Due forti scosse di terremoto in Molise piuttosto ravvicinate. Ancora tanta paura e danni. Dopo il terremoto di magnitudo 4.7 della vigilia di Ferragosto, alle 20:19 del 16 agosto la terra è tornata a tremare con una breve ma intensa ondata sussultoria: 5.1 la magnitudo. Una scossa seguita da numerose altre minori, con una replica molto forte alle 22:22 di intensità 4.5.

La paura ha attraversato i centri delle colline del Basso Molise di San Giacomo degli Schiavoni, Palata, Montecilfone, Guardialfiera, Acquaviva, il comune di origine croata della provincia di Campobasso che fu l’epicentro della prima forte scossa, quella 4.2 del 25 aprile. L’Ingv ha rilevato che in tutto sono state 27 le scosse registrate in Molise nella serata di giovedì, delle quali otto di magnitudo uguale o superiore a 2.5.

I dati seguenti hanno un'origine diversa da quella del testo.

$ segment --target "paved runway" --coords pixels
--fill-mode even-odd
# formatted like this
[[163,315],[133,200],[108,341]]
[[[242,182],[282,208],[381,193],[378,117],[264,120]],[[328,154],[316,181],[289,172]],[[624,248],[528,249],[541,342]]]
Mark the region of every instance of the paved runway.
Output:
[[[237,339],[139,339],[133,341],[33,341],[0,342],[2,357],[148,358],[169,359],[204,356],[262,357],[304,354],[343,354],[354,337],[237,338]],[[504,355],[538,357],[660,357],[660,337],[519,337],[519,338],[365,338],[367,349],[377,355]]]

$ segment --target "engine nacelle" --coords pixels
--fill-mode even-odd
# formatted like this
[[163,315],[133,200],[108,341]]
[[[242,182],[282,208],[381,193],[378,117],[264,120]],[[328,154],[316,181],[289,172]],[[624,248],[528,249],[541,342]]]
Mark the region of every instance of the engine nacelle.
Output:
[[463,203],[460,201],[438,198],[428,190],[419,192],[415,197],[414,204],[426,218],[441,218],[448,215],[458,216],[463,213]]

I terremoti di giovedì sera, entrambi con epicentro a Montecilfone, sono stati avvertiti in tutto il centro Italia (soprattutto in Abruzzo, nel Lazio e nelle Marche) ed anche in Puglia e Campania. A Napoli tante le telefonate ai vigili del fuoco, ma nessun danno. Paura e centinaia di in strada in tutto l’Abruzzo, da Pescara a Chieti da Teramo all’Aquila, a Vasto. In Molise, se ad aprile e a Ferragosto fa non c’erano stati danni anche per la brevità delle scosse, stavolta la magnitudo ha provocato piccoli crolli, crepe nelle case, lampioni a terra. Pochi danni ma tanta paura.

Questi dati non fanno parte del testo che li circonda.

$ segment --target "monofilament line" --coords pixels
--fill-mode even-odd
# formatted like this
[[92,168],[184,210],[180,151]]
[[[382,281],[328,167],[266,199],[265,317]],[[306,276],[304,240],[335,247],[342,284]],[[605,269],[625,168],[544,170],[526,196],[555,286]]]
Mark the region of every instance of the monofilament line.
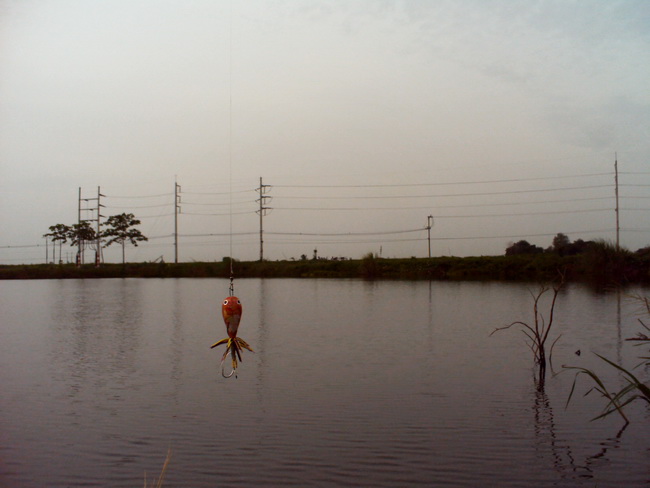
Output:
[[235,294],[233,279],[232,252],[232,2],[229,2],[230,15],[228,26],[228,207],[229,207],[229,260],[230,260],[230,296]]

Tutti in piazza a Campomarino e a San Giacomo degli Schiavoni. Lesioni alle case si sono registrati nel Comune di Palata (Campobasso), dove secondo una prima ricognizione ci sono crepe nei muri e danni interni alle abitazioni. In località Coppera è crollato un muro interno di una masseria abitata. Al momento della scossa 5.1, la famiglia composta da un’anziana ultraottantenne con due figli di cui uno disabile era in casa per la cena. Nessuno è rimasto ferito. La stessa casa del sindaco del paese, Michele Berchicci, è stata lesionata, così come il municipio.

“Piccoli crolli ad Acquaviva Collecroce. Anche un lampione della pubblica illuminazione è caduto”, ha fatto sapere il sindaco Francesco Trolio. “Ho lesioni in casa, temo sia inagibile” riferisce Giuseppe Spadanuda, coordinatore locale della Lega. “Stiamo dando una mano agli anziani ad uscire di casa e vedo che come la mia ci sono tante altre case: temo che oggi capiremo che di inagibili ce ne sono tante”. Così il governatore Domato Toma che spiega che “i molisani devono recuperare la tranquillità il prima possibile perché, nonostante lo spavento legittimo e la paura, per ora non si registrano che lievi danni e crepe e nessun ferito. La protezione civile regionale sta coordinando tutto, è all’opera sull’intero territorio e pronta ad intervenire e a dare ogni conforto eventuale”.

I Vigili del Fuoco segnalano che “al momento non sono pervenute richieste di soccorso, né segnalazioni di crolli alle sale operative. Le squadre uscite in ricognizione hanno riscontrato per ora solo la caduta di alcuni cornicioni”. Nessuna criticità sulle strade, dopo i sopralluoghi della polstrada, mentre è stata sospesa in via precauzionale, dalle ore 20:40, la circolazione ferroviaria su alcune linee per consentire la verifica dello stato dell’infrastruttura da parte dei tecnici di Rete Ferroviaria Italiana. Secondo il dipartimento della protezione civile, “la scossa sembrerebbe avere generato solo danni di piccola entità”.